Purpose End-stage renal disease (ESRD) has doubled in the past decade in the United States. Furthermore, blacks have a higher risk of ESRD compared with whites, although the reason for this is not entirely known. Obesity is associated with increased risk of ESRD and death in the general population and blacks have a higher prevalence of obesity compared with other racial groups. Therefore, the aim of this study is to test the hypothesis that there is a racial difference in the association of obesity with ESRD risk and death.
Methods Data were analyzed from the Cooperative Cardiovascular Project (CCP), which observed 234,754 Medicare patients seen for acute myocardial infarction (AMI) between February 1994 and July 1995. Patients were followed until ESRD or death, as determined by the U.S. Renal Data registry and Medicare database. BMI was calculated as weight (kg) divided by height (meters squared) and categorized according to National Heart and Lung Blood Institute (NHLBI) guidelines as either underweight, normal, overweight, class 1, class 2, or class 3 obesity. Outcomes included ESRD and death. All analyses, including Cox proportional hazard models, were conducted using SAS software version 9.1.

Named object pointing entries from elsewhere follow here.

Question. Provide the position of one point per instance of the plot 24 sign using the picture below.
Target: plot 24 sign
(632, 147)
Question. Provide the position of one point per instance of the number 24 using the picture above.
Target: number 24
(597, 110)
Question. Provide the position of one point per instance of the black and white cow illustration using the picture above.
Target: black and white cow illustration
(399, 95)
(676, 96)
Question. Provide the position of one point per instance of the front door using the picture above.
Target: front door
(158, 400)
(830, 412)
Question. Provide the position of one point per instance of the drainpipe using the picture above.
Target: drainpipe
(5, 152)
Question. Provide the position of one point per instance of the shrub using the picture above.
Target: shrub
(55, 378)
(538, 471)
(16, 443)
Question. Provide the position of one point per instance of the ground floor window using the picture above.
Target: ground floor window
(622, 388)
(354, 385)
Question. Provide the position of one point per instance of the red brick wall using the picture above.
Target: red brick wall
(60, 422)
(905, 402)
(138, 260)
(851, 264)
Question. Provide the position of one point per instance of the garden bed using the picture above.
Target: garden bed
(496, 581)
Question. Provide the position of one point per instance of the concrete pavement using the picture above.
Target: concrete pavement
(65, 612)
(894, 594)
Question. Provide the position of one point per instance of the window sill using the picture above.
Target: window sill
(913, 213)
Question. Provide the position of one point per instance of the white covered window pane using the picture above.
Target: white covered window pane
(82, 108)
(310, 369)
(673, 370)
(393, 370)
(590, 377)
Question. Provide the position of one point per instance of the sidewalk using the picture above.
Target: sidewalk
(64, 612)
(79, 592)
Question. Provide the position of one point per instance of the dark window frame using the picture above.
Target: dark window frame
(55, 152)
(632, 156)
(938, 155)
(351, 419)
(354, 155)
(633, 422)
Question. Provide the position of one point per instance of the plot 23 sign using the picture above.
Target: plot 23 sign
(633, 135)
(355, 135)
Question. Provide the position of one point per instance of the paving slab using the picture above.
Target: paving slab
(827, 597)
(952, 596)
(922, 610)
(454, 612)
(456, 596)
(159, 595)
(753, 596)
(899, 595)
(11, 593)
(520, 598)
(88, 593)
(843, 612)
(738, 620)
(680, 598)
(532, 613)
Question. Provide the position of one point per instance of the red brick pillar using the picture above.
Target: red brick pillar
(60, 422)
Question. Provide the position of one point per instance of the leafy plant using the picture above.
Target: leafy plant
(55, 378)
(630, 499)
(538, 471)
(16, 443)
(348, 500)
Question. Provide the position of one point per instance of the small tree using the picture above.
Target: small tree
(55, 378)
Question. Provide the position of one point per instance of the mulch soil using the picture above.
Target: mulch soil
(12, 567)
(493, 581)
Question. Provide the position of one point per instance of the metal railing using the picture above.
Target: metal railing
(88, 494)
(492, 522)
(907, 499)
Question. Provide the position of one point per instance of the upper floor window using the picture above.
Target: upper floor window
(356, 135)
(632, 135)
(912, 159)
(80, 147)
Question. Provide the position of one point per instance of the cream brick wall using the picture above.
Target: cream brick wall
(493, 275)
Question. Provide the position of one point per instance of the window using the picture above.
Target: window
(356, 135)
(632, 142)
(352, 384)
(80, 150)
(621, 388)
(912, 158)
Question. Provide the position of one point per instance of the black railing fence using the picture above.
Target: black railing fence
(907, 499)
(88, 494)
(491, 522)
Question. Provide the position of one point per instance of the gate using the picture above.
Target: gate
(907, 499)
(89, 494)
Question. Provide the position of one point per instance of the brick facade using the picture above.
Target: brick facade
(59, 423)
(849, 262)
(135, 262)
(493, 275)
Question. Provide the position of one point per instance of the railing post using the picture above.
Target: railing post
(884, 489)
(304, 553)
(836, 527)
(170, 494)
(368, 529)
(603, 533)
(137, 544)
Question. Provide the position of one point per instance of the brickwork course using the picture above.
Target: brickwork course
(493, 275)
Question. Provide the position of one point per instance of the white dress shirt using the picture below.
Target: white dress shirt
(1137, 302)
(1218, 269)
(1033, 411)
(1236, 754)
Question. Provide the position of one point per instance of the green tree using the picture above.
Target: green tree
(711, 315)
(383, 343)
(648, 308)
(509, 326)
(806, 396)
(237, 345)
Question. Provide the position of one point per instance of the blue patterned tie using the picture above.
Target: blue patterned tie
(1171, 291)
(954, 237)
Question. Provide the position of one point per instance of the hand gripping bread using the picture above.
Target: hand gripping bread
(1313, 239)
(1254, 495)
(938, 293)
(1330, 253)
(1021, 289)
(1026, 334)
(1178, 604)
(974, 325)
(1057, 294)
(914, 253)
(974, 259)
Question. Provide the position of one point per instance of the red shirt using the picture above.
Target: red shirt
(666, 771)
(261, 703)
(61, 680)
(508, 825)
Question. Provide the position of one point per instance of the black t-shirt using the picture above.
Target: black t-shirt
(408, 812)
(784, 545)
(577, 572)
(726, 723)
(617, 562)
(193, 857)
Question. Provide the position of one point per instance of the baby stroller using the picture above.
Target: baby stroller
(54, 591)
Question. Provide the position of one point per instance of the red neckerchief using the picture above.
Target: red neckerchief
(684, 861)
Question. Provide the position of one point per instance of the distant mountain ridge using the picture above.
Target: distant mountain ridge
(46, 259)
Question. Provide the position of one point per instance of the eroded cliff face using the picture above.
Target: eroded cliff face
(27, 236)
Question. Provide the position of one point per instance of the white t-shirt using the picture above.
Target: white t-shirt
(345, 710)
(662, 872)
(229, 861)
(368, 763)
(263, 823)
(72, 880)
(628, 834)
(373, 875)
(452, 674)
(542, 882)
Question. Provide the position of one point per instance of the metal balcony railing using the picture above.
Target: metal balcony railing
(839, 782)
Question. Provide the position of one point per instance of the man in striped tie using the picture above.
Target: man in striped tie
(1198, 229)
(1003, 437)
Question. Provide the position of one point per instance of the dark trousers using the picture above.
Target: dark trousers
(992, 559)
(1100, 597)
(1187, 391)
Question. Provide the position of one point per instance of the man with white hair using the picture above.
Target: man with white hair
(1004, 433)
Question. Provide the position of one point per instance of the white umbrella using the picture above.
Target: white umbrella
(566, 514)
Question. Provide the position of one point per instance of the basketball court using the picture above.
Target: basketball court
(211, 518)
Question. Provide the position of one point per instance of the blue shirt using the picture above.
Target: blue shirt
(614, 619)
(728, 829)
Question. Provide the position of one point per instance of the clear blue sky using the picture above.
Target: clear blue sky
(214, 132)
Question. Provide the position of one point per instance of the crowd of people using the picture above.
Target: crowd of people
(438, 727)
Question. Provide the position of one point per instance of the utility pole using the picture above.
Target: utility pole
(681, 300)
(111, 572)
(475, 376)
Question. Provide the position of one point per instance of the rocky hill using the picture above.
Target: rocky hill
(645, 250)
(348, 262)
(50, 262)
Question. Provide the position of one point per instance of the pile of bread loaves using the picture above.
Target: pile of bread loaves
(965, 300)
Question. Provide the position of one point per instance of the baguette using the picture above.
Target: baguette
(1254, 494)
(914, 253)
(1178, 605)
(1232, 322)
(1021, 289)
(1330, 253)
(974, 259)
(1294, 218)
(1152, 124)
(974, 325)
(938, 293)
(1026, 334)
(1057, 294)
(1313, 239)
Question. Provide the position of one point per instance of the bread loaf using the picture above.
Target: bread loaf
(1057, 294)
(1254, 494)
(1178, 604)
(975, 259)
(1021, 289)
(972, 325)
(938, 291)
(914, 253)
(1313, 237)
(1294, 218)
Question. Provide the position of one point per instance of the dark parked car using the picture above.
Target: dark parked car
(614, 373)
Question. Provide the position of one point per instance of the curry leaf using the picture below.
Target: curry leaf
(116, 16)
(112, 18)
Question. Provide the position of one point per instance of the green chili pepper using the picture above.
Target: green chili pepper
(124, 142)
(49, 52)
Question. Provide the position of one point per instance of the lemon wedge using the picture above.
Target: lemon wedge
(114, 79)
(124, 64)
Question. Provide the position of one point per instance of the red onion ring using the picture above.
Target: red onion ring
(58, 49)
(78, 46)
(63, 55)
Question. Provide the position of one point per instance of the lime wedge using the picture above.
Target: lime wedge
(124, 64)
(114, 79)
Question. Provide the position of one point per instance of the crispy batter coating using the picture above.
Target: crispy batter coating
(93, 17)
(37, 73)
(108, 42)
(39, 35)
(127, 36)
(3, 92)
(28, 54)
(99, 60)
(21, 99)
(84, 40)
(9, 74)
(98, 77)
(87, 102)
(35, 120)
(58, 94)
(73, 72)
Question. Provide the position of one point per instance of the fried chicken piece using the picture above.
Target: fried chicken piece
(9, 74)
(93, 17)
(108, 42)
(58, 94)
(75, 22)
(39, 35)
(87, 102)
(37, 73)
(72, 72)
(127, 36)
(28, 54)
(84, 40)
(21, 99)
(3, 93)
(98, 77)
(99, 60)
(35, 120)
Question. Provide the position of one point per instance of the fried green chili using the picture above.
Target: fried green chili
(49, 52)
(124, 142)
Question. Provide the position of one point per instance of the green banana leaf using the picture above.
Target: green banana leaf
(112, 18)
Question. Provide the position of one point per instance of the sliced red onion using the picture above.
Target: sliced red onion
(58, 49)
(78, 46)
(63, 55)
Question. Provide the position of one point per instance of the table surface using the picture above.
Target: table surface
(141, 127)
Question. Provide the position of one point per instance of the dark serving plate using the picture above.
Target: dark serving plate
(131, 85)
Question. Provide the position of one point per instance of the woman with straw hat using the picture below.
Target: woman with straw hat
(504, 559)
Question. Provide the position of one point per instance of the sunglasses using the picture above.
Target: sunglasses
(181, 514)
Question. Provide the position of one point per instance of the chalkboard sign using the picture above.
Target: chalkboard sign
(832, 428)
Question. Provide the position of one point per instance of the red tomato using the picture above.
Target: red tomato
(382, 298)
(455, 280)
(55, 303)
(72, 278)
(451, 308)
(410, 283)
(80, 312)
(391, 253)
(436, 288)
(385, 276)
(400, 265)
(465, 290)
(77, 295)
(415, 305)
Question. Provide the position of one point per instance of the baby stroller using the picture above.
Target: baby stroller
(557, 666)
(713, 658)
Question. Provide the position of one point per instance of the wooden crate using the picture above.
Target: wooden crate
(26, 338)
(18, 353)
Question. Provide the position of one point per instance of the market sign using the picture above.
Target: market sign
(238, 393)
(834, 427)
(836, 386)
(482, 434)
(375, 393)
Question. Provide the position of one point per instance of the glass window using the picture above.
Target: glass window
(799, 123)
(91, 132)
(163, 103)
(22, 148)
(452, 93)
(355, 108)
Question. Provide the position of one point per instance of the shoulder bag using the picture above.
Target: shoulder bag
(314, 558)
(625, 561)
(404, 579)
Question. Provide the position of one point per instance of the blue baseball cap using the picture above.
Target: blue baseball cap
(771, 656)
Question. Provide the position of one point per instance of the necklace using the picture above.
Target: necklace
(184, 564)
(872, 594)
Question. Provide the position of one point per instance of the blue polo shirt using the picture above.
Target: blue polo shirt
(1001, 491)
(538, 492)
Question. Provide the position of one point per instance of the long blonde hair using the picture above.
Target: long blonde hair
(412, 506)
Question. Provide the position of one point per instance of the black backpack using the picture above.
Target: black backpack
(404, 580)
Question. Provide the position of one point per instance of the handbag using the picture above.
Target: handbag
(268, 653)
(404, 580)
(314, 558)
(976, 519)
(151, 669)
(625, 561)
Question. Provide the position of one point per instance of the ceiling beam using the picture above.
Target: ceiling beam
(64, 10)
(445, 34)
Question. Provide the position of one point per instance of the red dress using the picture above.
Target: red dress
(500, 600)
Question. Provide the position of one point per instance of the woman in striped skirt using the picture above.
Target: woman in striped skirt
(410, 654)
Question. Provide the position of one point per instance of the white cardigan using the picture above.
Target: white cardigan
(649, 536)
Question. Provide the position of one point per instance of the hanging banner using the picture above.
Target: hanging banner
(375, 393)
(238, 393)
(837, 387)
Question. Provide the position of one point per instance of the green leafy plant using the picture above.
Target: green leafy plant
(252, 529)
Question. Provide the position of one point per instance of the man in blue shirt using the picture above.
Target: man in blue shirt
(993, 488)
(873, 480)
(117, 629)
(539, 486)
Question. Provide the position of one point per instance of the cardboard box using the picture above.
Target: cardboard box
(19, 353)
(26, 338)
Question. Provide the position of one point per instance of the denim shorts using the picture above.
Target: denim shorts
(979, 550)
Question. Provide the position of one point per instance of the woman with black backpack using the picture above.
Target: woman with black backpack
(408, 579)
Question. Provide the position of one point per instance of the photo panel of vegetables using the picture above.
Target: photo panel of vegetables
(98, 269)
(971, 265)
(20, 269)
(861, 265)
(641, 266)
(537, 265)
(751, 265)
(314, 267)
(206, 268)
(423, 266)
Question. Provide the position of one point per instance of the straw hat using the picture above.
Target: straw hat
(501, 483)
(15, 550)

Results Mean BMI was higher among blacks than whites (27.0 vs 26.0, p < .0001), and there was no significant interaction between race and BMI class on ESRD rate (p = .5). Moreover, BMI class was not significantly associated with ESRD rate and compared with normal BMI, multivariate hazard ratios (HR) on all BMI classes were less than 1 but nonsignificant. In regard to overall survival, there was a significant association between race and BMI class (p < .05). The overweight, class 1, and class 2 obese had better survival compared with normal-weight patients (overweight black HR: 0.83, 95% CI 0.77-0.90; overweight white HR: 0.84, 95% CI 0.80-0.86; obese 1 black HR: 0.78, 95% CI 0.71-0.87; obese 1 white HR: 0.84, 95% CI 0.81-0.86; obese 2 black HR: 0.83, 95% CI 0.71-0.97; obese 2 white HR: 0.84, 95% CI 0.80-0.89). Class 3 obesity was associated with better survival among whites (HR: 0.89, 95% CI 0.83-0.97) but not blacks (HR: 1.13, 95% CI 0.92-1.39). Survival in the underweight class was worse among both blacks and whites.
Conclusion In contrast to studies concluding the association of obesity and ESRD, this association may not apply for elderly patients with prevalent coronary heart disease. In addition, there may be some mortality benefit in obese elderly patients, especially blacks with high-risk cardiovascular disease.